Pourquoi les avions commerciaux sont-ils de plus en plus souvent retardés et de moins en moins confortables ? Patrick Smith, pilote de ligne et blogueur, auteur du livre « cockpit confidential » nous dévoile tout.

Autrefois, c’est-à-dire à la fin du siècle dernier, les transporteurs aériens utilisaient des avions gros porteurs comme le Boeing 747, le Lockheed Tristar ou le DC 10 pour effectuer des liaisons aériennes moyennes, voire courtes. Aujourd’hui, explique Patrick Smith, « ces mêmes compagnies préfèrent opérer ces trajets avec des avions de moindre capacité« , yield management  et économies d’énergie obligent.

Ce qui implique à un encombrement accru de l’espace aérien et des aéroports et entraîne des retards consécutifs. Les avions plus petits sont moins confortables pour les passagers que les gros porteurs.

À une époque où le principe de « mass market » prédomine ou le nombre de voyageurs aériens croît d’une manière exponentielle, les passagers volent dans des avions de plus en plus petits.

La capacité des biréacteurs moyen-courriers est aujourd’hui inférieure d’un tiers à celle des avions en service, il y a une trentaine d’années.

J’ai même le souvenir de vols Lyon/Paris opérés par Air France en Boeing 747. Bien sûr, l’organisation du transport aérien était différente. La dictature du taux de remplissage n’existait pas comme aujourd’hui. Mais est-ce un progrès ?

Prenons un exemple précis, le Boeing 737, un avion conçu dans les années 1960 pour effectuer des trajets d’environ 500 kilomètres est aujourd’hui utilisé pour effectuer des trajets long-courriers, mêmes transatlantiques supérieurs à 6 000 km. Plus de dix fois plus. Bien sûr, les avions sont adaptés en conséquence.

Une autre dictature est en cause, celle des petits prix. Mais le confort reste celui d’un avion de petite taille.

Autre évidence, le nombre des transporteurs aériens s’est fragmenté au fil du temps. Donc, la concurrence s’est exacerbée. Il est évident que l’arrivée des transporteurs low cost a encore amplifié ce phénomène.

Auparavant, les compagnies aériennes pouvaient voler avec des avions gros porteurs à moitié remplis sans perdre d’argent. Aujourd’hui, c’est terminé. Il faut pouvoir conjuguer optimisation et rentabilité. Les temps changent.

Une raison parmi d’autres que les transporteurs privilégient est la fréquence de leurs rotations aériennes.
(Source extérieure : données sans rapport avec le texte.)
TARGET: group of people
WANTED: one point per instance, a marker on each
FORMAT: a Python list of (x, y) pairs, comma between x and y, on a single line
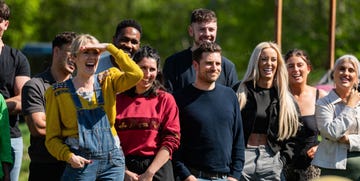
[(109, 111)]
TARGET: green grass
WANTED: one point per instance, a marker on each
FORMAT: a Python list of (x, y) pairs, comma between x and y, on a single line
[(24, 172)]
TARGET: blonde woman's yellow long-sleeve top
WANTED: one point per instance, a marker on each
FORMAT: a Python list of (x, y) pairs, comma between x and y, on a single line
[(61, 112)]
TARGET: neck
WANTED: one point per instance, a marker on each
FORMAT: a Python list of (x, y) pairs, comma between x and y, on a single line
[(343, 93), (204, 85), (194, 47), (297, 89), (267, 84)]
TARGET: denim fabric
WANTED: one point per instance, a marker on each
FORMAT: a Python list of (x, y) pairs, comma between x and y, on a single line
[(96, 143), (262, 163), (17, 151)]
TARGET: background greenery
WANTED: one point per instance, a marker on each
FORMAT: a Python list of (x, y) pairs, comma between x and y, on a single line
[(242, 25)]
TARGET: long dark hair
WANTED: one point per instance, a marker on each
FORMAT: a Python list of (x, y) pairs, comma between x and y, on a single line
[(149, 52)]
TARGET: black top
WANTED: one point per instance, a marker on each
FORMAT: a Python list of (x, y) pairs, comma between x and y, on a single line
[(12, 63), (33, 100), (211, 135), (248, 114), (306, 138), (262, 114), (179, 72)]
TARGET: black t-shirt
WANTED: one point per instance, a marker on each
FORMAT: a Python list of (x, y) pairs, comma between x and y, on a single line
[(179, 72), (33, 100), (12, 63)]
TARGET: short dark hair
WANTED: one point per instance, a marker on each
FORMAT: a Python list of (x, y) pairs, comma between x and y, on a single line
[(127, 23), (202, 15), (298, 53), (205, 47), (4, 11), (63, 38), (149, 52)]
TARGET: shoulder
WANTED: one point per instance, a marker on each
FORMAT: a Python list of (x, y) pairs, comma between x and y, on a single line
[(225, 90), (330, 98), (226, 61), (164, 95), (15, 52), (59, 88)]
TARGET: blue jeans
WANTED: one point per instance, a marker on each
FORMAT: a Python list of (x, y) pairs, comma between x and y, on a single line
[(17, 151), (112, 168), (95, 143)]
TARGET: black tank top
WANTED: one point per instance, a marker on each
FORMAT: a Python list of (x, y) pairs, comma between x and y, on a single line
[(263, 99)]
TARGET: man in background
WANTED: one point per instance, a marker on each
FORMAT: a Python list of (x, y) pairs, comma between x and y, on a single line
[(43, 166), (178, 70), (14, 72), (127, 38)]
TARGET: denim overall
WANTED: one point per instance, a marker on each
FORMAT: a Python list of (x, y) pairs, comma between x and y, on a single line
[(95, 143)]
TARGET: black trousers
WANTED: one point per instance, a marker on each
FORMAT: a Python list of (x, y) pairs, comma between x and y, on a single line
[(139, 165), (46, 171)]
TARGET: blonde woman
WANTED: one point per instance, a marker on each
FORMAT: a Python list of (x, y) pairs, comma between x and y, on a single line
[(338, 120), (269, 114), (299, 67), (80, 113)]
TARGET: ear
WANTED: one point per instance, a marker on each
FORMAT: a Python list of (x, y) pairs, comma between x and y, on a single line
[(190, 31)]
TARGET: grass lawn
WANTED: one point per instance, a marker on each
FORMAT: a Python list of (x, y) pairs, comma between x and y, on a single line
[(24, 172)]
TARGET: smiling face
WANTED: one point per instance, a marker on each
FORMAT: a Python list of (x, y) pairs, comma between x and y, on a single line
[(128, 40), (267, 64), (149, 67), (86, 61), (203, 32), (298, 70), (208, 68), (345, 75), (62, 59)]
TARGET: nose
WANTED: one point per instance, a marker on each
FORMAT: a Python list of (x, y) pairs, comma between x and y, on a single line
[(146, 73)]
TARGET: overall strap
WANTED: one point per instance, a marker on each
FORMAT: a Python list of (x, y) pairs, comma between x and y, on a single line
[(317, 94), (73, 93), (98, 91)]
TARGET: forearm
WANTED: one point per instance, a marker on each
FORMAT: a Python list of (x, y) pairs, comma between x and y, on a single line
[(160, 159), (36, 124), (131, 71), (14, 105)]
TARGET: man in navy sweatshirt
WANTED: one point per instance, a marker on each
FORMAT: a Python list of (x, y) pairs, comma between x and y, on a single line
[(212, 141)]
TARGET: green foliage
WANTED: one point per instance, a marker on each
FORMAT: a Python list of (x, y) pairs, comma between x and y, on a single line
[(242, 24)]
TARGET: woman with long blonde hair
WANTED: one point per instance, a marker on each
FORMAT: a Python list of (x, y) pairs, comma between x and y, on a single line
[(338, 120), (269, 114)]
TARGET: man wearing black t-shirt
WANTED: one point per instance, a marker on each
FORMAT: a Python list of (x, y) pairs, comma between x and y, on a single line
[(178, 70), (212, 141), (43, 166)]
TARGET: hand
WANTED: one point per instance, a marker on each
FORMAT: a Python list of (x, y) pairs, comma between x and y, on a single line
[(146, 176), (131, 176), (344, 139), (191, 178), (311, 152), (353, 98), (77, 161)]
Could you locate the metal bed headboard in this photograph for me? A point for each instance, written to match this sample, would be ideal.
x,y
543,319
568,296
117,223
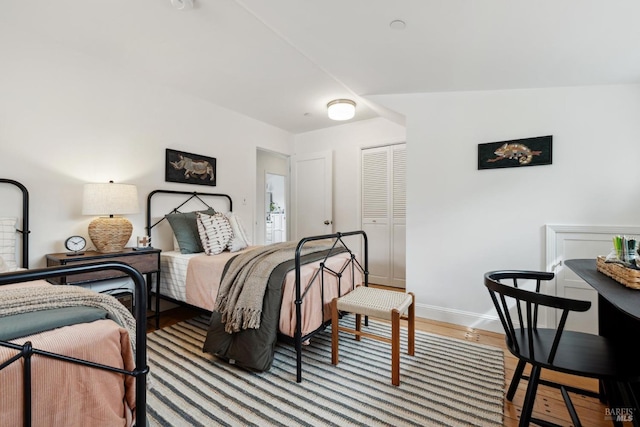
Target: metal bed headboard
x,y
192,195
24,231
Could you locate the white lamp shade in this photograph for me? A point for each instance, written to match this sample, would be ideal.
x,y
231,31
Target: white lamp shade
x,y
341,109
110,199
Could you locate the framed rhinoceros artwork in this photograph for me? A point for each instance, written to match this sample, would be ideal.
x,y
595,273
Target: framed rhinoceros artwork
x,y
189,168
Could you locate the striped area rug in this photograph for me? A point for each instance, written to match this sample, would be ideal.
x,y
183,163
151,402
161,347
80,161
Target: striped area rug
x,y
448,382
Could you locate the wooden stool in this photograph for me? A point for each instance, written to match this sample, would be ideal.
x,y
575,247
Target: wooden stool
x,y
381,304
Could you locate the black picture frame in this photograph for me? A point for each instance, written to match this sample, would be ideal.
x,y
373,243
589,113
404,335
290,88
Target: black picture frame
x,y
516,153
189,168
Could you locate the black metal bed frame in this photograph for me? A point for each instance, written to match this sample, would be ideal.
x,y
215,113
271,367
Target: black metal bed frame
x,y
27,351
298,338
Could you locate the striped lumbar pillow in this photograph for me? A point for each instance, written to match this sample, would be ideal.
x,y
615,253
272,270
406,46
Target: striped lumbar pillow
x,y
215,232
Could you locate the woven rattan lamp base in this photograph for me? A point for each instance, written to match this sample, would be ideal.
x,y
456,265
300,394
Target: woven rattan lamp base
x,y
110,234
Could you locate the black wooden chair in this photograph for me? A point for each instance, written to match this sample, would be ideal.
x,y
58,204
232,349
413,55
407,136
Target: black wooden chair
x,y
557,349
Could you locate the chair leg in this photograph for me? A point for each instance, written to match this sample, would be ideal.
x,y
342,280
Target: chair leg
x,y
569,404
529,399
334,331
515,380
411,327
395,347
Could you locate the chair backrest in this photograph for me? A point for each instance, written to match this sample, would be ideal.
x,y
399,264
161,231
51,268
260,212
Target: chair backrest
x,y
510,297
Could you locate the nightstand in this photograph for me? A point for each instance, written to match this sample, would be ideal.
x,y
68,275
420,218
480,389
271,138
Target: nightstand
x,y
145,261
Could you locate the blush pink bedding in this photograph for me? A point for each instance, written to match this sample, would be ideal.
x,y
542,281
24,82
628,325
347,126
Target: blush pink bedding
x,y
204,274
65,394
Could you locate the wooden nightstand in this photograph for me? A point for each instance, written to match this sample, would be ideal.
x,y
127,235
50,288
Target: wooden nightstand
x,y
145,261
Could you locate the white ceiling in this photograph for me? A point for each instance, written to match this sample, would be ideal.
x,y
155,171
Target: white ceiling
x,y
281,61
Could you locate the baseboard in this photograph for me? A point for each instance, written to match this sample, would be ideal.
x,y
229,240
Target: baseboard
x,y
472,320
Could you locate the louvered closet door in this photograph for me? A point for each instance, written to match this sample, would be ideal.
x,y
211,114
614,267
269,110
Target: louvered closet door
x,y
383,212
398,215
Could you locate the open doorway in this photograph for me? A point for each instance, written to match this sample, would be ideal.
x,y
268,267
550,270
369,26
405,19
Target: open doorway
x,y
275,202
272,197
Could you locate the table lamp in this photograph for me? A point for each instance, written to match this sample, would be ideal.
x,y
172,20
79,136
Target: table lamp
x,y
110,233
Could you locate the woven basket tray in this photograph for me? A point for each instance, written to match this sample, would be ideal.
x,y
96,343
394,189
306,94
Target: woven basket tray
x,y
627,276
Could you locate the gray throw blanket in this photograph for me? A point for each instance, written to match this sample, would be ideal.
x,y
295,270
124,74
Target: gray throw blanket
x,y
243,286
36,298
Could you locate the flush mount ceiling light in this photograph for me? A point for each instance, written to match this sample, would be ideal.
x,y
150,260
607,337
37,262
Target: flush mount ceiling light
x,y
341,109
182,4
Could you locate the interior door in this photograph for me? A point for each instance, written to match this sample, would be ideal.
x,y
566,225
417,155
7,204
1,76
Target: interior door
x,y
312,194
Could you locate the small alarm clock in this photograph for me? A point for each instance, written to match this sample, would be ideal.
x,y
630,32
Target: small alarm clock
x,y
75,244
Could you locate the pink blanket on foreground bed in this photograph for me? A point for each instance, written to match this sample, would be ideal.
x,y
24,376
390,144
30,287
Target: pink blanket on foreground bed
x,y
66,394
204,274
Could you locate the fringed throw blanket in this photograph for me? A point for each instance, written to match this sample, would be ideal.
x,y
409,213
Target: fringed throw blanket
x,y
29,299
243,286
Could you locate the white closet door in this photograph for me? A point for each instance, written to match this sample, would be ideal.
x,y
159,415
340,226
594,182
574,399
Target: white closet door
x,y
398,215
383,212
375,212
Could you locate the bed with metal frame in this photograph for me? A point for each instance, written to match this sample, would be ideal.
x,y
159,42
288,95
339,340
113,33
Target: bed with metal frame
x,y
301,289
26,352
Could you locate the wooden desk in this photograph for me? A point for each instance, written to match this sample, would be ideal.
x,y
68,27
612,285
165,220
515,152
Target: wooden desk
x,y
618,306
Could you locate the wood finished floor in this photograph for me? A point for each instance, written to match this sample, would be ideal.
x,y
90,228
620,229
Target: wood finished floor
x,y
549,403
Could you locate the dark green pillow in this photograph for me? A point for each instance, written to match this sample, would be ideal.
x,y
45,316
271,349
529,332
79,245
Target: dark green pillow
x,y
185,228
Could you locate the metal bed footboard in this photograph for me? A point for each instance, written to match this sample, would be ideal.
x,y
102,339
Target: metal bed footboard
x,y
27,351
300,292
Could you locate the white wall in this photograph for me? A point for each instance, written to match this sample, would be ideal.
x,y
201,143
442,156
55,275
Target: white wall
x,y
346,141
462,222
66,119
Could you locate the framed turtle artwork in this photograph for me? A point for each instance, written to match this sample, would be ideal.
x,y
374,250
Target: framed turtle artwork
x,y
189,168
515,153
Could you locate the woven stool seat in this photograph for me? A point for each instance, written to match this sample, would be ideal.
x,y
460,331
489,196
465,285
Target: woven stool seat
x,y
374,302
381,304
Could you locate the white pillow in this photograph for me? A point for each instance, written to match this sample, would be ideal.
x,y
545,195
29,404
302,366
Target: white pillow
x,y
8,242
239,240
215,232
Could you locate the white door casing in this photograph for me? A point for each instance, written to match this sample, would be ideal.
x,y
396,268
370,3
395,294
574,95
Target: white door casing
x,y
312,194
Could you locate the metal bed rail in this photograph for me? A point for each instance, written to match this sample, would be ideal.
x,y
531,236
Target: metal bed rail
x,y
337,239
140,370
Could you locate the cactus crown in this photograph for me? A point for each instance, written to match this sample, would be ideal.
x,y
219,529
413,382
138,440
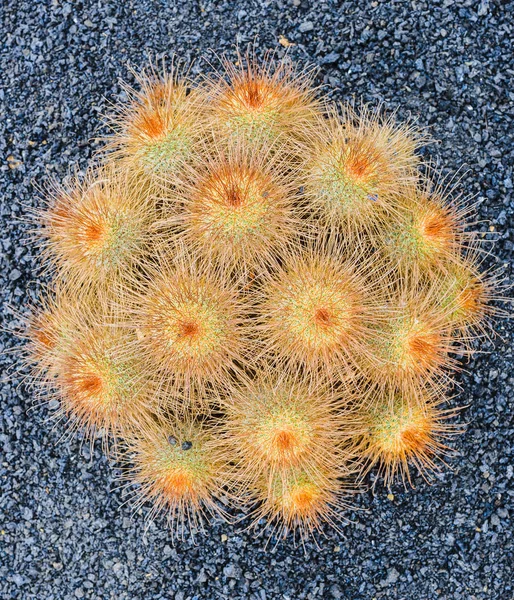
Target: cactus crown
x,y
259,293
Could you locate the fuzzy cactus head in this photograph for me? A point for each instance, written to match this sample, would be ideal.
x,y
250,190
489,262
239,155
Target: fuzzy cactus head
x,y
259,296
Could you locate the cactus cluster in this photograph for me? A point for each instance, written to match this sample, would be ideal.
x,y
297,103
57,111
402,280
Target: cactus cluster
x,y
257,297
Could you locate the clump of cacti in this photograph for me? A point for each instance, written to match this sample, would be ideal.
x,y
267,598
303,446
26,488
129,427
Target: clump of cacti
x,y
257,298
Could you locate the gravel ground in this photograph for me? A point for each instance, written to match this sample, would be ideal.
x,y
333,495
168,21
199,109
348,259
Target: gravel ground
x,y
64,530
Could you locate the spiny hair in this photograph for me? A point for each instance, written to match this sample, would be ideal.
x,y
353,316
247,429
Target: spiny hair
x,y
237,206
276,422
472,297
260,101
405,429
97,228
429,231
156,132
319,309
258,297
300,501
358,164
98,389
175,465
191,325
414,343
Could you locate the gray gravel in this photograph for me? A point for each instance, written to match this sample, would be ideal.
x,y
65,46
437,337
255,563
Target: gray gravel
x,y
64,530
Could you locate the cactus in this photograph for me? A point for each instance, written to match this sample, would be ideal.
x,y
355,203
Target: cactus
x,y
258,297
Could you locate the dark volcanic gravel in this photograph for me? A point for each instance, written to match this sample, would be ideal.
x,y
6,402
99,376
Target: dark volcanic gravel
x,y
64,530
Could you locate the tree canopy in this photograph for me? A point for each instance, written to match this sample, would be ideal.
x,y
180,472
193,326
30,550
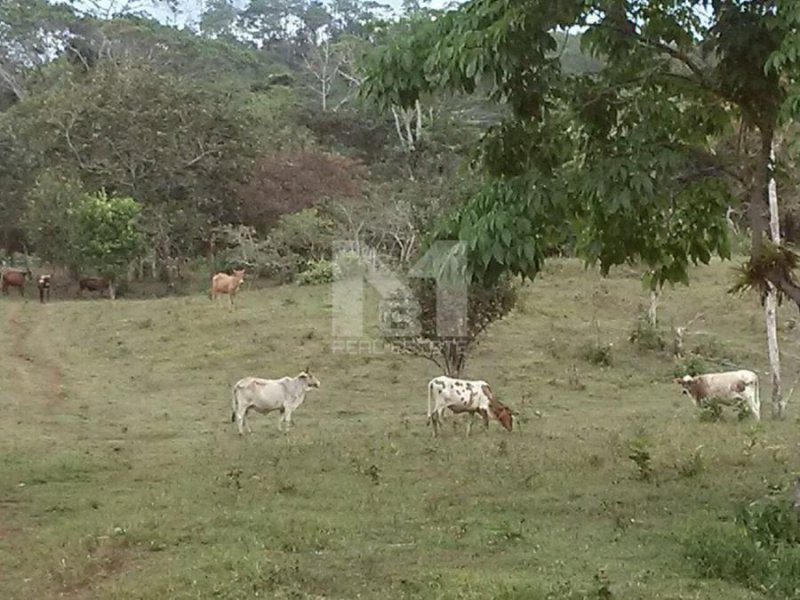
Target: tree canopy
x,y
622,159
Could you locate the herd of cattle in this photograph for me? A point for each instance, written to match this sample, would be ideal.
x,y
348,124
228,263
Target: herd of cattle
x,y
17,279
458,396
461,396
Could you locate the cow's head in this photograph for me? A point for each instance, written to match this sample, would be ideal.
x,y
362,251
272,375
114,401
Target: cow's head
x,y
687,383
308,379
500,411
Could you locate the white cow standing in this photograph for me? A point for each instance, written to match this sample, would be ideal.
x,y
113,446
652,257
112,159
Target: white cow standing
x,y
266,395
731,385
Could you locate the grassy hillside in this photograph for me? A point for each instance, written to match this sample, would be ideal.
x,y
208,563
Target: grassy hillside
x,y
122,477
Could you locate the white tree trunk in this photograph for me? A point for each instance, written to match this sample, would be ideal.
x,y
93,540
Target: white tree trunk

Le raisonnement est primaire : pourquoi proposer quatre vols Paris/Francfort par exemple en utilisant des avions de 300 places si vous pouvez en proposer huit à 150 sièges ? Cela s’appelle occuper le terrain. Une raison suffisante pour expliquer pourquoi les aéroports sont surchargés et le confort des passagers en baisse constante. Au point de se sentir claustrophobe dans des petits avions bondés.

Tout le monde semble d’accord sur la nécessité d’améliorer et de moderniser le système de contrôle aérien. C’est évident compte tenu de l’augmentation du trafic aérien. Mais, cela ne résoudra pas la gestion des installations aéroportuaires.

À certaines heures de la journée, le trafic est tellement dense que les vols programmés n’ont aucune autre solution que d’attendre que ce soit au sol ou en l’air.

Rien de bon pour la sécurité, la ponctualité et les économies de carburant.

La seule solution serait de construire de nouvelles pistes ou de nouveaux aéroports, mais c’est aussi difficile qu’onéreux. Il faut tenir compte de l’avis des riverains, du coût du foncier et de l’immobilier et du vent dominant.

La meilleure, la seule manière serait que les compagnies rationalisent mieux leurs horaires et adaptent la capacité et le type des appareils en conséquence. Mais, rien n’est gagné d’avance. Pour l’instant, elles se contentent de faire semblant d’accepter l’idée de réduire les fréquences et d’augmenter la taille des avions.

Pourtant la situation arrive à un point de rupture. La stratégie actuelle de multiplier le nombre de petits avions est tout simplement insoutenable.